Bruce J. Malina e o “grupo do Jesus Messias”



Antes de tudo, é importante dizer que neste artigo procuraremos discutir a origem do movimento de Jesus, e não da religião cristã, que surgiu nas décadas que se seguiram à crucificação de Jesus. Essa distinção é importante, pois ao longo das próximas páginas tentaremos demonstrar que o movimento de Jesus pode ser entendido como um fenômeno popular de reação contra a pressão sofrida pelos camponeses da Galiléia do século I por parte do império romano. Embora a religiosidade não possa ser separada de qualquer outra área da vida dos antigos judeus, nós o faremos aqui, simplesmente para que os aspectos políticos e econômicos daquela sociedade que foram preponderantes para a ação de Jesus, não sejam obscurecidos pelos supostos planos divinos como tantas vezes tem acontecido ao longo da história.


Começaremos tratando do império romano e sua forma de governo; do choque cultural e econômico que sua chegara trouxe para a Palestina; e do papel das cidades no sistema administrativo deste império. Deixaremos para a segunda metade do trabalho o movimento de Jesus, quando nos voltaremos para a tradição cristã descrevendo alguns dos eventos que nos conduzirão a uma compreensão do projeto de Jesus e do significado do “Reino de Deus”.

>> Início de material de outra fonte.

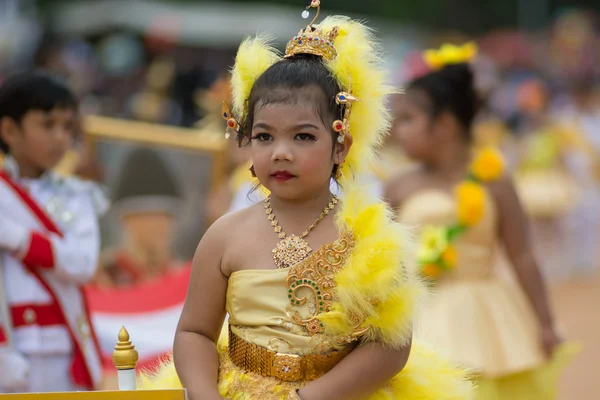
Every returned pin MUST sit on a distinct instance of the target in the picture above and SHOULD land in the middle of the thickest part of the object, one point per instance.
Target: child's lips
(282, 176)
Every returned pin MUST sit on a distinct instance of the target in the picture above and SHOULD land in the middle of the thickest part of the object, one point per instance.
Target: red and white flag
(149, 312)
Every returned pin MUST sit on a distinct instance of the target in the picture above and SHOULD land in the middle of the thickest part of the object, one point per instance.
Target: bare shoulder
(400, 186)
(237, 237)
(229, 226)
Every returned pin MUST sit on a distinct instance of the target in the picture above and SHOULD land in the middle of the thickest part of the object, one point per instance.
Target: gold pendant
(290, 251)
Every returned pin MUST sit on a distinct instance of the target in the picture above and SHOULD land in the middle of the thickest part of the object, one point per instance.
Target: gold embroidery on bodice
(315, 277)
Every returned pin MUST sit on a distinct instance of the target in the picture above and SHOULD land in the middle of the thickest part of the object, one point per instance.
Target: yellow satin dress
(263, 311)
(478, 318)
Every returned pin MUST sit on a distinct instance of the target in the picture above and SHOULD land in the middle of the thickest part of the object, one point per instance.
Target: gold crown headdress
(316, 41)
(312, 40)
(450, 54)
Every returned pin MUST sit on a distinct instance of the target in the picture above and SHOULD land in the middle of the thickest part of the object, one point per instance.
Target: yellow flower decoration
(431, 270)
(449, 257)
(434, 241)
(470, 203)
(450, 54)
(488, 165)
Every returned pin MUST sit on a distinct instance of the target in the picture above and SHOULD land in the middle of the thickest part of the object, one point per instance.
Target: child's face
(293, 151)
(413, 126)
(42, 138)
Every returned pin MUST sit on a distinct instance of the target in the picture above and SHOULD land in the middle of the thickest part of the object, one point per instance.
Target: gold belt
(284, 366)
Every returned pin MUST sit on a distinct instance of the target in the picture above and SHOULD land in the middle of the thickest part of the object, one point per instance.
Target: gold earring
(338, 171)
(338, 126)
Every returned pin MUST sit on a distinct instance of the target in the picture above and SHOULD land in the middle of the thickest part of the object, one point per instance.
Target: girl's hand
(550, 340)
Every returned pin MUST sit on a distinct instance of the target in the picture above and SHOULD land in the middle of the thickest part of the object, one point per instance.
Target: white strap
(6, 321)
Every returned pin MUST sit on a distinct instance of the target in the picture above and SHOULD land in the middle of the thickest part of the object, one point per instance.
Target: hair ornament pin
(232, 124)
(343, 126)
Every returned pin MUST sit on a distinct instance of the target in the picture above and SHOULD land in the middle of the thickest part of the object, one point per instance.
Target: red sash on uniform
(79, 369)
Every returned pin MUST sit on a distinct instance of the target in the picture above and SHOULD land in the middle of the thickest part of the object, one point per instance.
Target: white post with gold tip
(125, 358)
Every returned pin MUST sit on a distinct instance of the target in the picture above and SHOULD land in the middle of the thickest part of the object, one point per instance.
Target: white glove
(13, 236)
(14, 371)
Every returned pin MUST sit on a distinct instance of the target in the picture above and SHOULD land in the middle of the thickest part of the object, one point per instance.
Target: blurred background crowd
(165, 63)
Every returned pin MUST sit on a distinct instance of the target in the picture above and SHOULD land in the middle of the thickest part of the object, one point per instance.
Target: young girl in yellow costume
(466, 208)
(330, 323)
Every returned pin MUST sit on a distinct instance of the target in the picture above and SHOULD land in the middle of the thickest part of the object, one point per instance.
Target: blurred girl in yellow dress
(465, 210)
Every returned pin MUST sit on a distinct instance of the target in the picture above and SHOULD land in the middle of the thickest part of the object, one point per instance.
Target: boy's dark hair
(32, 90)
(451, 89)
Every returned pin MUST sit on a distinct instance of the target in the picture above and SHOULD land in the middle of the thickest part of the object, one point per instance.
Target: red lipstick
(282, 176)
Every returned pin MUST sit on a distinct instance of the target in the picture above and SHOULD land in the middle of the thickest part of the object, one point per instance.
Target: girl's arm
(195, 351)
(359, 375)
(514, 231)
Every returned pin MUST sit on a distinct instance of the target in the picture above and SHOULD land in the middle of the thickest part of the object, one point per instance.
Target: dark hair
(33, 90)
(451, 89)
(291, 81)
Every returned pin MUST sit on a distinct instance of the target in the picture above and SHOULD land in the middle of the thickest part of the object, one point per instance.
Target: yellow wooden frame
(176, 394)
(99, 128)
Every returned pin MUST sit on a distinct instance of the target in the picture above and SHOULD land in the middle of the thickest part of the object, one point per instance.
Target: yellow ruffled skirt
(425, 377)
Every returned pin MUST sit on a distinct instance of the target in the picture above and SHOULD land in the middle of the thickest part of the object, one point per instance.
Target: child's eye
(305, 136)
(262, 137)
(48, 123)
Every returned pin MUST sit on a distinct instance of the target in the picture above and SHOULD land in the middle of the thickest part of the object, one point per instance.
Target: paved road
(577, 308)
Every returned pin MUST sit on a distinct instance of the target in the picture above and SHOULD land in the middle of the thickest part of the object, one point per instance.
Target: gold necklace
(292, 249)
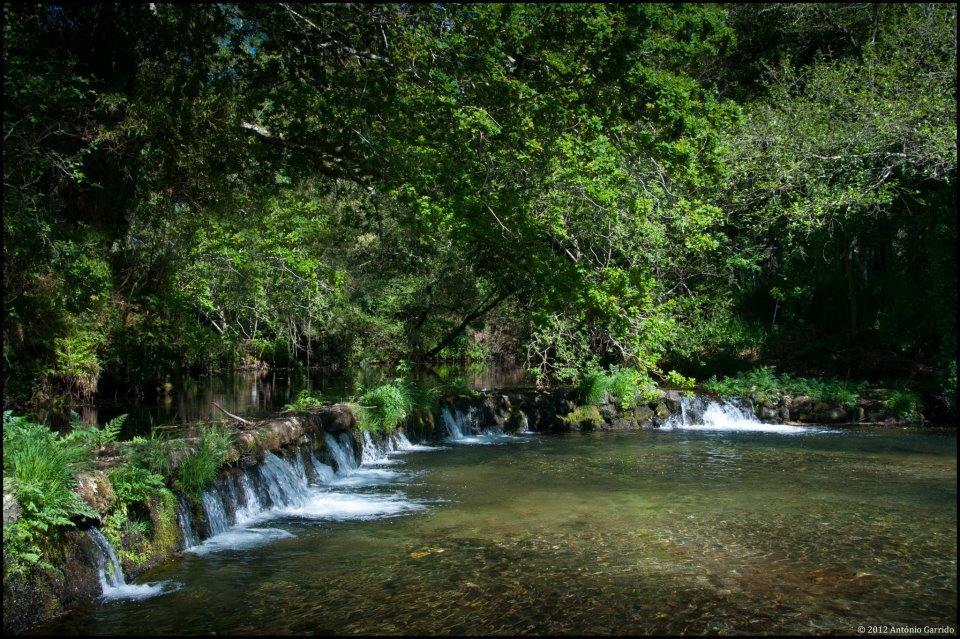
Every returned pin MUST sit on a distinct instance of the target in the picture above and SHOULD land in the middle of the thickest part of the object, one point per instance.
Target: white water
(462, 429)
(113, 585)
(724, 416)
(281, 488)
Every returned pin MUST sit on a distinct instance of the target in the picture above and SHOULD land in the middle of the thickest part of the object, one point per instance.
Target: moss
(167, 536)
(584, 417)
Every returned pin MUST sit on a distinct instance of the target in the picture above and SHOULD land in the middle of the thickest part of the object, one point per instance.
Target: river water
(189, 398)
(689, 530)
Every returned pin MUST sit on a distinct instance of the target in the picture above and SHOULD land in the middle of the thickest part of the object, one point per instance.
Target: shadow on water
(647, 532)
(259, 394)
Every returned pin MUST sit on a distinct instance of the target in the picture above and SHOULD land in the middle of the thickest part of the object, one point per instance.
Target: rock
(643, 415)
(671, 399)
(94, 488)
(336, 418)
(11, 509)
(661, 410)
(516, 421)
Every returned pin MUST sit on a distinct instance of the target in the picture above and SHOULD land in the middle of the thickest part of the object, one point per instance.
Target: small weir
(298, 485)
(333, 478)
(112, 582)
(698, 413)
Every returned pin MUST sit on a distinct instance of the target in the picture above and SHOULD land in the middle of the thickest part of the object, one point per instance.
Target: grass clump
(306, 400)
(199, 469)
(385, 407)
(765, 384)
(626, 386)
(584, 417)
(128, 526)
(39, 469)
(904, 404)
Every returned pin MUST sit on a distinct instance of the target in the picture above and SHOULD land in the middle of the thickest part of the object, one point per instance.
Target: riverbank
(249, 475)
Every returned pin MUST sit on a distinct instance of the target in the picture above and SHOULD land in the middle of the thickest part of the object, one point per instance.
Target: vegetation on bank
(41, 470)
(698, 187)
(763, 383)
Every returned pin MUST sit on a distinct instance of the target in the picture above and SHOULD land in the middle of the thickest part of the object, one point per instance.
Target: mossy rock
(584, 418)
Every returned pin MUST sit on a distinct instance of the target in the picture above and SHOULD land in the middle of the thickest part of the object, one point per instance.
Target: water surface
(673, 531)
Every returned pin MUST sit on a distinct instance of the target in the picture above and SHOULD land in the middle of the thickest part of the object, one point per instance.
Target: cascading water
(113, 585)
(697, 413)
(299, 486)
(462, 428)
(186, 525)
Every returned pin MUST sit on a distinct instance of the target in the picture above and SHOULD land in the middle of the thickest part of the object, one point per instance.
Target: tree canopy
(689, 187)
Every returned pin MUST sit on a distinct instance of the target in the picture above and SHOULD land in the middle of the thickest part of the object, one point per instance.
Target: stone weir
(268, 465)
(274, 464)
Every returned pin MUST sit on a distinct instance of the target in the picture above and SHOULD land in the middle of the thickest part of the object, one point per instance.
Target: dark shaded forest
(680, 190)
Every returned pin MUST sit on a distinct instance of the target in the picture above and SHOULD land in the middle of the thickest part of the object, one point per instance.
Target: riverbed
(809, 530)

É preciso, dizer que esta pesquisa não traz alguma descoberta revolucionária sobre Jesus. Na verdade, praticamente todos os tópicos aqui abordados estão bem desenvolvidos pela pesquisa de diversos outros pesquisadores. Todavia, esses resultados alcançados após séculos de pesquisa ainda são desconhecidos da maior parte dos interessados no tema, aos quais gostaría de dirigir o presente esforço; e além disso, não se pode dizer que o problema do Jesus Histórico seja um caso esgotado, o que torna necessário a contínua revisão e o aperfeiçoamento dos resultados através de novas tentativas como essa à qual nos propusemos, a fim de que vez ou outra, novos e importantes passos sejam dados.


PALÁCIOS ENTRE FAZENDAS


Sabe-se a princípio, que a agricultura era a base da economia dos povos da antiguidade, o que pode-se tranquilamente aplicar aos moradores da Galiléia, região norte da Palestina, que no primeiro século foi o palco do nascimento do cristianismo. Naturalmente, quando falamos dos galileus dentre os quais nasceu o cristianismo, geralmente nos referimos a camponeses que viviam em aldeias do norte da Palestina de modo bastante tradicional, envolvidos especialmente com a produção de grãos. Porém, esse simplório cenário agrícola não é capaz de explicar a vida das pessoas que escreveram o Novo Testamento. Décadas antes do nascimento de Jesus, toda a Palestina viu-se diante de uma drástica mudança de caráter político que mudaria significativamente a vida de todos daquele lugar, e também determinaria as condições de vida das gerações subseqüentes. Estamos nos referindo ao início da dominação do império romano sobre a Palestina na segunda metade de século I a.C., que impôs à região uma agressiva transformação.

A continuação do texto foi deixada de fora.